Component: Untriaged → General
Product: Firefox → SeaMonkey
Version: 52 Branch → unspecified
This happens is core code not comm-central code. The official builders are not affected. Thunderbird and SeaMonkey build using "gcc 4.9.4 + PR64905" See workaround: > can be worked around by using -O1.
Component: General → Canvas: 2D
Product: SeaMonkey → Core
Version: unspecified → 52 Branch
Botond, anything pops out by code inspection that would let us alleviate this problem?
Flags: needinfo?(botond)
Priority: -- → P3
Whiteboard: [gfx-noted]
(In reply to Milan Sreckovic [:milan] from comment #2) > Botond, anything pops out by code inspection that would let us alleviate > this problem?

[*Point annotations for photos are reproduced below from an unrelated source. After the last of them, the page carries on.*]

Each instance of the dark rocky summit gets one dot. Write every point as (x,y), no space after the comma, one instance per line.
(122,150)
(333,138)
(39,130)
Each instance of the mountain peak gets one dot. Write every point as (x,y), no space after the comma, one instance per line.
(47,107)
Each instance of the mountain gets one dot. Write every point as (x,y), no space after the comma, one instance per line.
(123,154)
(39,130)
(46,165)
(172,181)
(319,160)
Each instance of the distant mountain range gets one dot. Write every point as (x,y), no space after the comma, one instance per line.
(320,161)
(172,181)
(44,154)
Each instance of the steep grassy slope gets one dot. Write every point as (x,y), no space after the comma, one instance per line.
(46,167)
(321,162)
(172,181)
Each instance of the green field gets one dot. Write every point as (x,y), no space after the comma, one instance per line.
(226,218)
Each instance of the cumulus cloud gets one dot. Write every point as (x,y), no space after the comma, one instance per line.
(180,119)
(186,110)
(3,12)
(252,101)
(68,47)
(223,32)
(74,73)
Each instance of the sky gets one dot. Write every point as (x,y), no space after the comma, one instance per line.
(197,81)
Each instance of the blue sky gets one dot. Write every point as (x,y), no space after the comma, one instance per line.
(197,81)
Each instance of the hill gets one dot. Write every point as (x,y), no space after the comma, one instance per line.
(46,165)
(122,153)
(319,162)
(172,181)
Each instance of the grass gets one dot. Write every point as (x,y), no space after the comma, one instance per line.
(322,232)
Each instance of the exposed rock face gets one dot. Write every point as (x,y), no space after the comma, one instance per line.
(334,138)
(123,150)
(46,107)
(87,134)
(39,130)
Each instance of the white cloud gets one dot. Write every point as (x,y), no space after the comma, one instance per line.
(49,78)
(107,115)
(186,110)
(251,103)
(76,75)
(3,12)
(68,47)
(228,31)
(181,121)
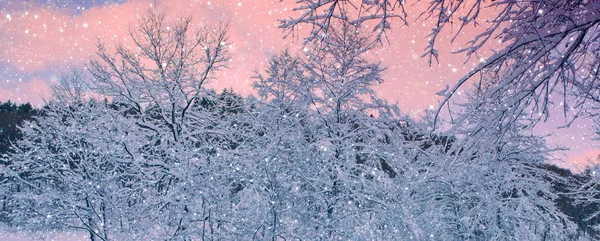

Playing around with the reduced testcase here [1], I noticed that removing the use of __builtin_expect in RefPtr::operator-> makes the crash go away, so one workaround approach might be to do that. We probably wouldn't want to land a patch that does that, but Martin may be happy with applying one locally. [1] https://gcc.gnu.org/bugzilla/show_bug.cgi?id=68470#c2
Flags: needinfo?(botond)
I attached a proof-of-concept patch. Martin, could you apply it locally and check if it fixes the crash for you? The patch takes the heavy-handed approach of disabling use of __builtin_expect in the entire codebase for GCC < 6. If you're worried about the codegen impact of this, we could, with a bit more effort, scope the change to only RefPtr::operator->, or even just the use of RefPtr::operator-> in DrawTargetTiled::PopClip(). But we should verify that the approach works at all (i.e. solves the crash) first.
Flags: needinfo?(mmokrejs)
Actually, here's a more straightforward way to avoid the __builtin_expect call in RefPtr::operator-> in DrawTargetTiled::PopClip() - just use RefPtr::get() instead, which returns the raw pointer without the MOZ_ASSERT that calls __builtin_expect. Martin, could you try this one as well? In fact, I'd suggesting trying this first, and if this solves the fix, don't even bother with the first patch.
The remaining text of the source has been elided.